« La folie de Dieu plus sage que les hommes ! »

Cessez de faire de la maison de mon Père une maison de commerce. » Des Juifs l’interpellèrent : « Quel signe peux-tu nous donner pour agir ainsi ? » Jésus leur répondit : « Détruisez ce sanctuaire, et en trois jours je le relèverai. » ...il parlait du sanctuaire de son corps.

 

8 mars 2015
3ème Dimanche de Carême
Année B

Lectures
1ère lecture : La Loi fut donnée par Moïse (Ex 20, 1-17)
2ème lecture : « Nous proclamons un Messie crucifié, scandale pour les hommes, mais pour ceux que Dieu appelle, il est sagesse de Dieu » (1 Co 1, 22-25)
Evangile : « Détruisez ce sanctuaire, et en trois jours je le relèverai » (Jn 2, 13-25)

Nous, nous proclamons un Messie crucifié,
scandale pour les Juifs,
folie pour les nations païennes.
Mais pour ceux que Dieu appelle,
qu’ils soient juifs ou grecs,
ce Messie, ce Christ, est puissance de Dieu et sagesse de Dieu.
Car ce qui est folie de Dieu est plus sage que les hommes,
et ce qui est faiblesse de Dieu est plus fort que les hommes.
                                                                                                     (1 Co 1, 23-25)

 

à propos d’Ex 20, 1-11

Toute quête de Dieu génère des représentations, au moins au début, mais il y en a qui passent plus mal ! « Moi, le Seigneur ton Dieu, je suis un Dieu jaloux » en est un bon exemple. Ce Dieu là semble tout droit sorti d’une de ces mythologies que l’on trouve dans des œuvres de science fiction. Avec les défauts des hommes, mais en plus dévastateur. Il faut se souvenir aussi que cette formulation a servi d’argument à la thèse des deux dieux, distincts quand ils ne sont pas opposés l’un à l’autre : celui de l’ancien Testament, possessif et sanguinaire ; celui du nouveau Testament, plein d’amour et de miséricorde… Qu’est-ce que cela peut bien vouloir dire ? Essayons d’y voir de plus prêt, autant le dire tout de suite, avec un a priori : j’aime bien cette représentation de Dieu.

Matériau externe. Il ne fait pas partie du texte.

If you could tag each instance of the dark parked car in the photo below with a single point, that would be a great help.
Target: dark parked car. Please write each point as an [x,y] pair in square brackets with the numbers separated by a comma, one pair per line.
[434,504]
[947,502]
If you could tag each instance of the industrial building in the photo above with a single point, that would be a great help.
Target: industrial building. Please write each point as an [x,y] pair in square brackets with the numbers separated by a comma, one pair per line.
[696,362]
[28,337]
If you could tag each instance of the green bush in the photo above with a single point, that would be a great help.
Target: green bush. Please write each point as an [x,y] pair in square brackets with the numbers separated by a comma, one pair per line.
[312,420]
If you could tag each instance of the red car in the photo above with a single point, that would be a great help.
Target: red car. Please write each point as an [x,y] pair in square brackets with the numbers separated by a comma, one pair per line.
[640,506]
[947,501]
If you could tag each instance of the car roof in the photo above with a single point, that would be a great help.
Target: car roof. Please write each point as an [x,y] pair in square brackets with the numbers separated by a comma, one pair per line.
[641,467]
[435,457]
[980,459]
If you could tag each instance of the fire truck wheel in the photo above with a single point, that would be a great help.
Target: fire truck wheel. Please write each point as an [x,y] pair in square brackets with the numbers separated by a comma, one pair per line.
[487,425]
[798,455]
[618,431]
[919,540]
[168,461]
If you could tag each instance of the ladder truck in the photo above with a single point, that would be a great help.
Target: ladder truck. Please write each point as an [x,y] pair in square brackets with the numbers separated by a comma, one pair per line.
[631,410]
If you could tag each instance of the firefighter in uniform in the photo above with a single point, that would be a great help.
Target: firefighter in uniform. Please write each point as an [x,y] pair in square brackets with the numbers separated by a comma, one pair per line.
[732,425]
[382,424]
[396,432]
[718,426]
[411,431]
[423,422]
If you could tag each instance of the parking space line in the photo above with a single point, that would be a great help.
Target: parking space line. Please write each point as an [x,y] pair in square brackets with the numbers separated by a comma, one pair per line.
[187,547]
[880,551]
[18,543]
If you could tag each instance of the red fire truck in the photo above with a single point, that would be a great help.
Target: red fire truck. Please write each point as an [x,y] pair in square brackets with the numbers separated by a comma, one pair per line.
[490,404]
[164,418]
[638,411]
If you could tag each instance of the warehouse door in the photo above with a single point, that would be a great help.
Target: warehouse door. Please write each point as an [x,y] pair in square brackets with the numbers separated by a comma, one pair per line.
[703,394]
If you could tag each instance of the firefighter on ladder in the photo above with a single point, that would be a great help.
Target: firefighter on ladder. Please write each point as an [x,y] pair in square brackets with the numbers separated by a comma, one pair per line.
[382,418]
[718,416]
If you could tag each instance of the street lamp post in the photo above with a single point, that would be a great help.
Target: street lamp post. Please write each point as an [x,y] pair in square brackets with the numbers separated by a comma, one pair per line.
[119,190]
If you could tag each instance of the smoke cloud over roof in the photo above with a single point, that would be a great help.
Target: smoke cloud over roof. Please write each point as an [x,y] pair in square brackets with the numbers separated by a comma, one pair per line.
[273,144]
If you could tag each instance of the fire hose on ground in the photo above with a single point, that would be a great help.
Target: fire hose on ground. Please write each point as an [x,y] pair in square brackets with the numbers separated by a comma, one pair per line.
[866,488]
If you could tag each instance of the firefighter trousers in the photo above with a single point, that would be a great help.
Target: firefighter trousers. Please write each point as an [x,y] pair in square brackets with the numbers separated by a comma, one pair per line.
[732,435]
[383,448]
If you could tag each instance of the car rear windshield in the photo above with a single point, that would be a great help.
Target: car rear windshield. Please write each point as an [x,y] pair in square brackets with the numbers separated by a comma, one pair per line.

Premières remarques : il semble qu’il s’agisse d’une originalité du Dieu d’Israël et qu’on ne retrouve pas ailleurs une définition semblable. Par ailleurs, elle est loin d’être secondaire : la racine hébraïque qui exprime la jalousie a de nombreuses occurrences dans l’ancien Testament. Quant au nouveau Testament, il n’hésite pas à utiliser le mot qui est utilisé dans la Septante, la version grecque de la Bible hébraïque, pour traduire le terme hébreu. La continuité entre les deux Testaments n’est donc pas absente.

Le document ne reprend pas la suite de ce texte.